L’INFN in questa direzione ha dimostrato di muoversi in anticipo. Attraverso un Memorandum of Understanding, un protocollo d’intesa, siglato nel 2013 al CERN, l’INFN rappresenta l’Italia nel consorzio europeo denominato SCOAP3 per l’accesso aperto alle più importanti riviste scientifiche nel campo della fisica delle particelle elementari.
I contenuti e le finalità di SCOAP3 per la formazione di modelli innovativi per l’accesso e la diffusione dei risultati ottenuti dalle attività di ricerca sono stati presentati alla Conferenza di Messina da Stefano Bianco dei Laboratori Nazionali di Frascati e rappresentante dell’INFN in SCOAP3.
“La grande comunità delle alte energie già da tempo ha abbracciato l’idea dell’open access come una grande occasione di sviluppo e circolazione delle idee”, sottolinea Bianco. “Le riviste tradizionali accusano ormai il peso di una tradizione che, seppur tutelando attraverso la peer-review la qualità della pubblicazione, si dimostra inadeguata all’evoluzione della ricerca.
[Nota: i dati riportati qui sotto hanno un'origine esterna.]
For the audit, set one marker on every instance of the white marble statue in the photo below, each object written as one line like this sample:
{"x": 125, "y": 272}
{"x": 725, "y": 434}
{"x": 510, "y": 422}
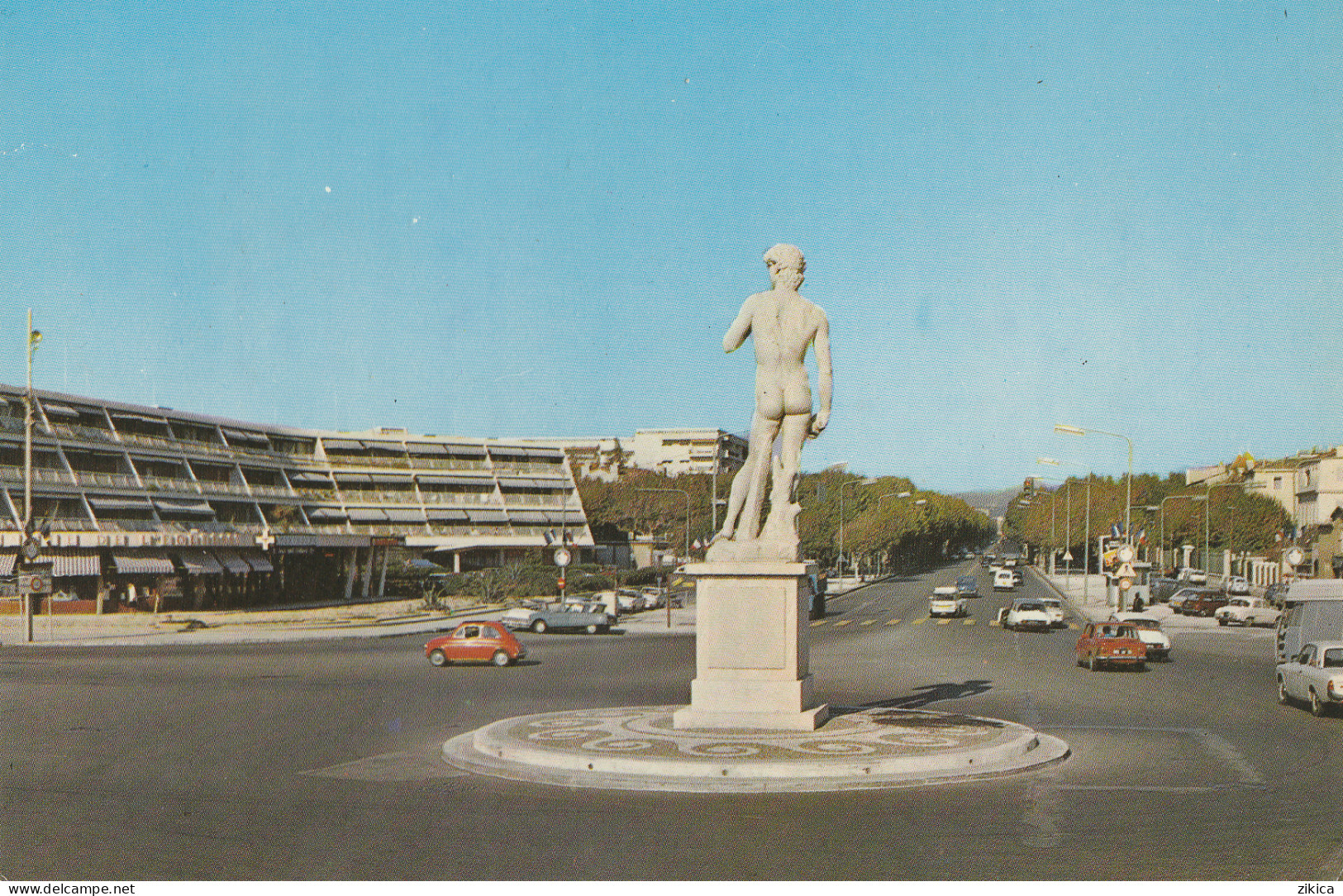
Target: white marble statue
{"x": 783, "y": 324}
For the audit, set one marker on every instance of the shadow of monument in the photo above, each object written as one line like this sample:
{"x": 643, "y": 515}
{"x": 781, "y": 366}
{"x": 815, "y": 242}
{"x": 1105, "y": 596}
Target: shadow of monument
{"x": 924, "y": 696}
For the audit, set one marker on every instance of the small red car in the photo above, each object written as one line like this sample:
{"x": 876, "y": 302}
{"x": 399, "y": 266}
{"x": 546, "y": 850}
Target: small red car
{"x": 476, "y": 641}
{"x": 1111, "y": 644}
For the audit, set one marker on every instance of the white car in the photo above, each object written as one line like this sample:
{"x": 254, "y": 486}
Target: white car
{"x": 1246, "y": 612}
{"x": 1149, "y": 631}
{"x": 1315, "y": 676}
{"x": 1025, "y": 612}
{"x": 945, "y": 602}
{"x": 1055, "y": 608}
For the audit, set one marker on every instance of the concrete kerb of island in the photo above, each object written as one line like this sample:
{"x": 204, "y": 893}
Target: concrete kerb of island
{"x": 857, "y": 749}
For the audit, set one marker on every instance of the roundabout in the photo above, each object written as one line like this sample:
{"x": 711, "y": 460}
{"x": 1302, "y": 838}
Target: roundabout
{"x": 638, "y": 749}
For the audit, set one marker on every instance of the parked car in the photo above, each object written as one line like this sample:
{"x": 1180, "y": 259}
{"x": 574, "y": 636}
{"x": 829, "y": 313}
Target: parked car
{"x": 1246, "y": 612}
{"x": 1055, "y": 608}
{"x": 1203, "y": 603}
{"x": 1315, "y": 674}
{"x": 476, "y": 641}
{"x": 1182, "y": 595}
{"x": 1149, "y": 631}
{"x": 1110, "y": 644}
{"x": 1025, "y": 614}
{"x": 588, "y": 617}
{"x": 947, "y": 602}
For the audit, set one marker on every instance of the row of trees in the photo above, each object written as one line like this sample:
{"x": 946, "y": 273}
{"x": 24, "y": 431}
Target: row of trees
{"x": 1237, "y": 520}
{"x": 884, "y": 520}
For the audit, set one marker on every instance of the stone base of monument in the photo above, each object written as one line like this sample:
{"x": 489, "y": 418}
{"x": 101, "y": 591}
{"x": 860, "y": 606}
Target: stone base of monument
{"x": 641, "y": 749}
{"x": 751, "y": 648}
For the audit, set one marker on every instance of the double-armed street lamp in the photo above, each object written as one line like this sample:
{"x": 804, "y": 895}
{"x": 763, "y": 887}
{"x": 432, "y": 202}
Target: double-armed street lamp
{"x": 1076, "y": 430}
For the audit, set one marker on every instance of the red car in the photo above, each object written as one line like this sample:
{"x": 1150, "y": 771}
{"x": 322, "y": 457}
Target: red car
{"x": 476, "y": 641}
{"x": 1111, "y": 644}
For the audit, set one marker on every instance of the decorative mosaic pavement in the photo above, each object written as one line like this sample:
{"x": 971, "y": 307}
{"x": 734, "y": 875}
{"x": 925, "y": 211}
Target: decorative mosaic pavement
{"x": 638, "y": 747}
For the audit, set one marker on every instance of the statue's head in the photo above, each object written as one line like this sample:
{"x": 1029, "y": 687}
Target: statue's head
{"x": 786, "y": 265}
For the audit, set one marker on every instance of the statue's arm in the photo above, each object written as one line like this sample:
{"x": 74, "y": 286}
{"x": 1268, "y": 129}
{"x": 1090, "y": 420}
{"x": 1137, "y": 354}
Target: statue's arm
{"x": 825, "y": 376}
{"x": 741, "y": 328}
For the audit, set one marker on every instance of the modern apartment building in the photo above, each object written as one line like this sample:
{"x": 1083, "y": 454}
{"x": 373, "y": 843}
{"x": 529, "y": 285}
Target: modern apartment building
{"x": 218, "y": 512}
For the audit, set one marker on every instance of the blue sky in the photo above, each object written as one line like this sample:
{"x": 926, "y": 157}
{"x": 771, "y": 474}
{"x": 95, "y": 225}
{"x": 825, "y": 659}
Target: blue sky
{"x": 521, "y": 219}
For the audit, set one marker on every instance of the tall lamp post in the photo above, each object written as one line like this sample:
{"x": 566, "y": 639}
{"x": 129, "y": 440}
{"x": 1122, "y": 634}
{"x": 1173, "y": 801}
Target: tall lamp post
{"x": 1076, "y": 430}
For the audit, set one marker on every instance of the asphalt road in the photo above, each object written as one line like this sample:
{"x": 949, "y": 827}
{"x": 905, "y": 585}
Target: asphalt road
{"x": 320, "y": 760}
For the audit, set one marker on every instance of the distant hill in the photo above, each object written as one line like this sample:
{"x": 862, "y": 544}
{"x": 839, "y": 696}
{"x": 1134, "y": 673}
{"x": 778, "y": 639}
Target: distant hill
{"x": 995, "y": 503}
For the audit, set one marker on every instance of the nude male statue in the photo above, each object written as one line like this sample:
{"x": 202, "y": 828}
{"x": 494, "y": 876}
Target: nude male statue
{"x": 783, "y": 326}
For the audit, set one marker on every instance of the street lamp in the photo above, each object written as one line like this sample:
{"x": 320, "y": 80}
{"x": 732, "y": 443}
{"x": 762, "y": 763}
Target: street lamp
{"x": 1076, "y": 430}
{"x": 1162, "y": 505}
{"x": 687, "y": 515}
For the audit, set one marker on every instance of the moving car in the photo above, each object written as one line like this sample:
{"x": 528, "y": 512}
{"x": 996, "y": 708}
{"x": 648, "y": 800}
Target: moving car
{"x": 1246, "y": 612}
{"x": 1055, "y": 608}
{"x": 1149, "y": 631}
{"x": 590, "y": 617}
{"x": 1315, "y": 676}
{"x": 1110, "y": 644}
{"x": 476, "y": 641}
{"x": 1025, "y": 612}
{"x": 947, "y": 602}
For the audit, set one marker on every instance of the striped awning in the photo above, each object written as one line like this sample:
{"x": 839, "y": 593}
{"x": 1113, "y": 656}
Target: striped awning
{"x": 199, "y": 563}
{"x": 66, "y": 562}
{"x": 257, "y": 560}
{"x": 232, "y": 563}
{"x": 146, "y": 563}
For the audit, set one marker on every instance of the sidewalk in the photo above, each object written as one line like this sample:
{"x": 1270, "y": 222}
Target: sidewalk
{"x": 264, "y": 627}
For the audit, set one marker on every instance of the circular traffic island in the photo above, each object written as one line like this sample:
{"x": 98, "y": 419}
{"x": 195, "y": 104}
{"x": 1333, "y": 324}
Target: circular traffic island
{"x": 638, "y": 749}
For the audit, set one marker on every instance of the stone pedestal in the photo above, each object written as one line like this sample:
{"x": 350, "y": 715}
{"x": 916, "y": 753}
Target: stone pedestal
{"x": 751, "y": 648}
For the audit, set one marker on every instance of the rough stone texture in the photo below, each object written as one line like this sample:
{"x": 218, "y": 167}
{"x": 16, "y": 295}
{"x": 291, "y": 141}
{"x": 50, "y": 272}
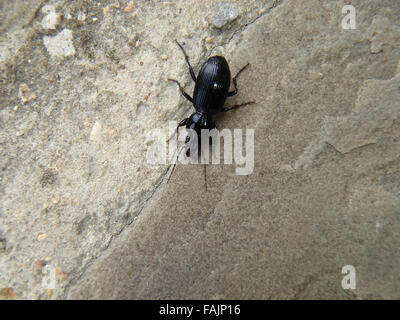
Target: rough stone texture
{"x": 76, "y": 191}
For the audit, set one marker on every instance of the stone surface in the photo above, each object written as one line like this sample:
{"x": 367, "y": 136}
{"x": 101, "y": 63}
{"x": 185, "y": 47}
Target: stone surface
{"x": 325, "y": 189}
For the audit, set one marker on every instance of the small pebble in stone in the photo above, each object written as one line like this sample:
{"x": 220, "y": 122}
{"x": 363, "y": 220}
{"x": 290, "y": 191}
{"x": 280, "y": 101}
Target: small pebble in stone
{"x": 81, "y": 16}
{"x": 60, "y": 45}
{"x": 26, "y": 94}
{"x": 226, "y": 13}
{"x": 129, "y": 7}
{"x": 106, "y": 10}
{"x": 42, "y": 236}
{"x": 52, "y": 18}
{"x": 95, "y": 134}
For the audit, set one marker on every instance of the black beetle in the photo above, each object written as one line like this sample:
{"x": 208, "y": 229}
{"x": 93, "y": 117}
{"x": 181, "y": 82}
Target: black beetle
{"x": 210, "y": 93}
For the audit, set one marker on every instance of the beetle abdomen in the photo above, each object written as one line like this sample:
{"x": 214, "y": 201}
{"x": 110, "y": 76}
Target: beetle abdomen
{"x": 212, "y": 85}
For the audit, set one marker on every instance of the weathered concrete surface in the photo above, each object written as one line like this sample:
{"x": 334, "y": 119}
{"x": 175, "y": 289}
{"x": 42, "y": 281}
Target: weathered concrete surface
{"x": 324, "y": 192}
{"x": 82, "y": 83}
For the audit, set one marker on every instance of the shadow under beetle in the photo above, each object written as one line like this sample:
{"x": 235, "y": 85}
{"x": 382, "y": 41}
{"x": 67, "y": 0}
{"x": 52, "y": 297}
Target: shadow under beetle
{"x": 209, "y": 95}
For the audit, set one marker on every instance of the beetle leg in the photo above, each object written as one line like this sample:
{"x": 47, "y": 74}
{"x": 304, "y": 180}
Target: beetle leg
{"x": 238, "y": 105}
{"x": 232, "y": 93}
{"x": 187, "y": 61}
{"x": 181, "y": 124}
{"x": 182, "y": 90}
{"x": 205, "y": 176}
Per questa ragione, le grandi collaborazioni internazionali che lavorano al CERN, supportano e incoraggiano l’open access come strumento per la diffusione dei risultati raggiunti all’interno di tutta la comunità scientifica”, conclude Bianco.

In questo modo, si aprono nuove frontiere nel campo della produzione scientifica e nel settore delle riviste scientifiche e dei grandi editori, che se pur nella difesa delle diverse motivazioni dovranno ottemperare alle richieste del nuovo mercato della circolazione del sapere.